Question of the Week # 403

403)  A 68 year old woman with history of Diabetes mellitus is evaluated in your office during routine follow-up visit. She reports that lately she has been experiencing pressure and bulge in her vaginal area and has a sensation of something falling out of her vagina. She denies any fever, burning, frequency or urgency of urination.  She has normal bowel movements and has no problems with defecation. She is sexually active with her husband and enjoys it. She denies any urinary incontinence even upon coughing or sneezing. On examination, vitals are stable. Pelvic examination reveals changes consistent with vaginal atrophy and a Grade 1 Cystocele.  Which of the following is the most appropriate recommendation?

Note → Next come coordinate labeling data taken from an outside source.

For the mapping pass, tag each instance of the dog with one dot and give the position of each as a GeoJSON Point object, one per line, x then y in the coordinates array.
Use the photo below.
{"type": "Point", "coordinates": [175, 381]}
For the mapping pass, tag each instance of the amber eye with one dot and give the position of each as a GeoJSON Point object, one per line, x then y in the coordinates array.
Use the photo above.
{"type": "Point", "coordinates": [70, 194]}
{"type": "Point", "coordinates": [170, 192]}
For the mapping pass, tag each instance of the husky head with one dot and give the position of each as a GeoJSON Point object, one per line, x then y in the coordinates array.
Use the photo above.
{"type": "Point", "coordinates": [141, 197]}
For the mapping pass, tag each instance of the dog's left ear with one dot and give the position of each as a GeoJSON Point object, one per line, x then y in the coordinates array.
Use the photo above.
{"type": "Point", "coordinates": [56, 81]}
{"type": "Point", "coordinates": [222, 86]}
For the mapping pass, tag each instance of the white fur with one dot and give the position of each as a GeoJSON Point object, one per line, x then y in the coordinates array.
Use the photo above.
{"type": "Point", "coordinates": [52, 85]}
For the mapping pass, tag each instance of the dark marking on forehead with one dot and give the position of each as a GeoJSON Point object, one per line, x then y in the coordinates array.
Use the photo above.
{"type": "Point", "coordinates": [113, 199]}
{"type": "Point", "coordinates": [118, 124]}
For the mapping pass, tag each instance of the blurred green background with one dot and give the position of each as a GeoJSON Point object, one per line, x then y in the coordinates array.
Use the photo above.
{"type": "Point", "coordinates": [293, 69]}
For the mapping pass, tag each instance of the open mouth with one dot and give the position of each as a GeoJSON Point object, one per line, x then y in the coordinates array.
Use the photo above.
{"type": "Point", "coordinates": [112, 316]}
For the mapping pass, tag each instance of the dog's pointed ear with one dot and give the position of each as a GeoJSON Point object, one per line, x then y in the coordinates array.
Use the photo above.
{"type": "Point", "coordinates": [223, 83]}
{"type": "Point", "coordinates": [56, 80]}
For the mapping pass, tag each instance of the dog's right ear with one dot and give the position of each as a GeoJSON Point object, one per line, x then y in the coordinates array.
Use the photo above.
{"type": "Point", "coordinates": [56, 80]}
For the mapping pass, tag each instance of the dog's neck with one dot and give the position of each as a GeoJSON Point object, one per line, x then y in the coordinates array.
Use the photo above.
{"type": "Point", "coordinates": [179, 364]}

A) Screen for latent Stress incontinence

B) Observation

C) Pessary

D) Surgery

E) Raloxifene

11 Responses

  1. B) Observation

  2. a

  3. A

  4. B

  5. a

  6. A. screen for latent stress incontinence because insertion of a pessary may unmask it

  7. b for now, if continua or increase or urinary incontinence appear them suergery..

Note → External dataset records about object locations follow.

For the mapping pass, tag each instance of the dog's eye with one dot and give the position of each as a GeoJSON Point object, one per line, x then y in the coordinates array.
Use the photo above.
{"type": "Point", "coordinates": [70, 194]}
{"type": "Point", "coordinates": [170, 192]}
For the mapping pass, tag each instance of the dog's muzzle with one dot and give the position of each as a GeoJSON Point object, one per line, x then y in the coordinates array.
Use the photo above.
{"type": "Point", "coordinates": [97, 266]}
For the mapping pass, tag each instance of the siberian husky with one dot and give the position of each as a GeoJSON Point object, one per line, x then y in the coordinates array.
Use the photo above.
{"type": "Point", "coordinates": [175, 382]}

  8. B … Oberve for mild nonbothering cystocele

  9. ~A.
    Detailed hx is next best step.

  10. B) observation for asymptomatic small cystocele. screen for latent urinary incontinence will do before procedure (pessary or surgery)

    http://urologysurgery.wordpress.com/2009/04/18/cystocele/
    It is important to ascertain the level of sphincteric competence preoperatively in any patient undergoing cystocele repair. Clearly, if the patient is incontinent, some type of procedure to increase outlet resistance is needed in addition to cystocele repair. However, many patients presenting with cystoceles may not have associated symptoms of stress incontinence. In these patients sphincteric incompetence may be masked by the valvular effect of the cystocele. If the cystocele is repaired in isolation, the protective valvular effect of the cystocele on the urethra and outlet will be lost. In this case, despite adequate repair of the cystocele, the unsuspended urethra will remain in a low-lying unprotected position, and the patient will have a substantial risk of postoperative incontinence.